TN is a rare disease that only affects old people. I'm young, so that makes me very rare.
Once again, this used to be true but isn't anymore.
TN was a rare disease back when the term meant something very specific. Most people who got it were over 60, and what they got was TN1. Again, TN2 didn't exist, you couldn't get it, young or old. You probably had Atypical Facial Pain, and it was a psychiatric disorder, not neurological. Of course, this meant that you were crazy or faking it as far as medical doctors could tell.
For all you young people out there, your problems come from the fact that you didn't exist or were an oddity until just a few years ago. Your doctor doesn't understand because they were already out of med school when the new classification was proposed in 2005. That's also the reason they keep trying to send you to a shrink.
Today, because the term Trigeminal Neuralgia means pretty much any chronic pain of the trigeminal nerve with a few additional qualifiers (TN1, TN2, symptomatic TN, etc.) it is a relatively more common neurological disorder. We're talking one person in 10-15,000. Be grateful if you're one of the ones who are lucky enough to live in a developed country with access to medical care.
I'm going to be disabled, my life is over, etc.
Only if you want to be disabled, or if your life being over appeals to you. It's your choice and there are no excuses or "special considerations."
If you don't like the side effects of your meds, get in line with the rest of us. You aren't special and you aren't more delicate. If you have a rare allergy or serious side effect (like your skin starts falling off), get on a different medication. With the wide variety of medications available you are realistically not going to be allergic to all of them.
If you seriously hate the meds or have a clear compression, get surgery. It has risks, but so do all surgeries. Nothing in life is risk free.
If things are completely intolerable, have the nerve destroyed. Your face will be totally numb for the rest of your life, but everything is a trade-off when it comes to severe pain.
If you are still foolish enough to believe that your life is over, recognize that you are just going through the same stages of grief that we all went through. It will get better with time and you'll realize how stupid it was for you to believe this nonsense just a little ways down the road.
Very few careers need to be ended because of this. If you are a medical professional, attorney, truck driver, or child care provider one of them may be yours. Everyone else may be able to develop enough assistive aids to get by. Think I don't understand? You're wrong. I work in foreclosures and have to drive around all day and stay on my toes enough to outrun dogs and face potentially deadly situations every single day all day long while taking meds that make me dizzy and sleepy. You think dealing with answering phones is tough? Try an angry homeowner with a gun or pit bull, or a vacant house with multiple safety hazards/booby traps and get back to me. And this is the career I switched to after my TN started.
This is a support group, I come here for hugs and kisses, not to have my ass kicked.
What you are hoping for is about as useful as going to an AA meeting so you can sit around talking about how great it is to be drunk. It's just pissing in the wind and not the least bit useful.
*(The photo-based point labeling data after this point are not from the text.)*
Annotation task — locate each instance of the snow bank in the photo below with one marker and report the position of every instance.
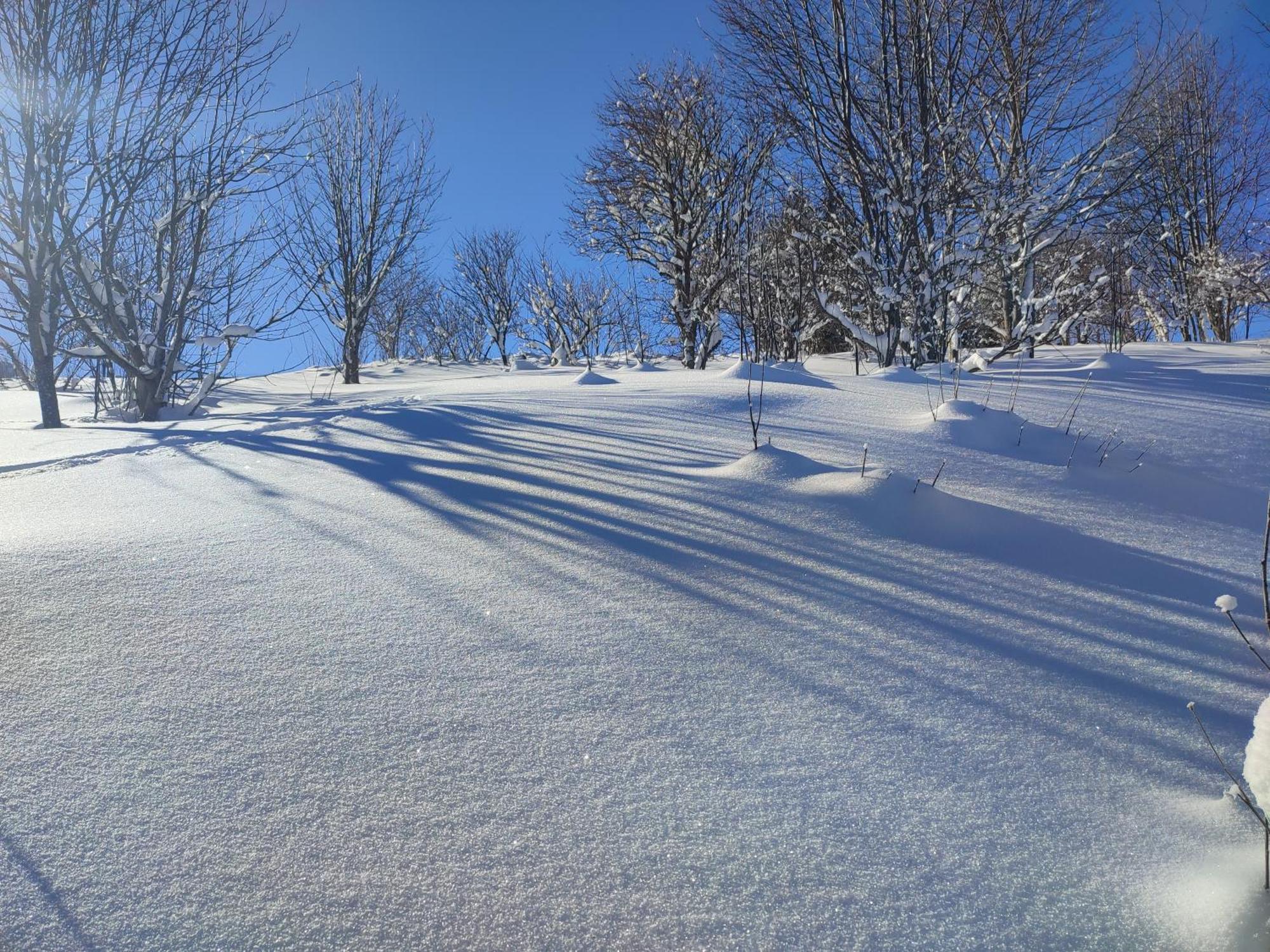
(896, 375)
(592, 379)
(1257, 757)
(774, 373)
(1111, 365)
(975, 364)
(770, 465)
Nobody should ever support someone feeling sorry for themselves or give you tips on how to be a better loser. If you want that, you're looking to hurt yourself.
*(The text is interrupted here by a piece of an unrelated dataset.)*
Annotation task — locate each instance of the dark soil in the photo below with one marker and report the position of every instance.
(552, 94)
When I first got here, I wrote about whether or not I belong here. I'm still not sure, because I haven't figured out if this is a real support group or just a bunch of people who want to cry about how nobody understands. Umm... we should all understand... and understand why it's important not to let our sympathy get toxic to us and all the new sufferers out there.
The stages of grief apply here as much as anywhere, but we can't lose sight of our responsibilty to move through them and encourage others to do the same.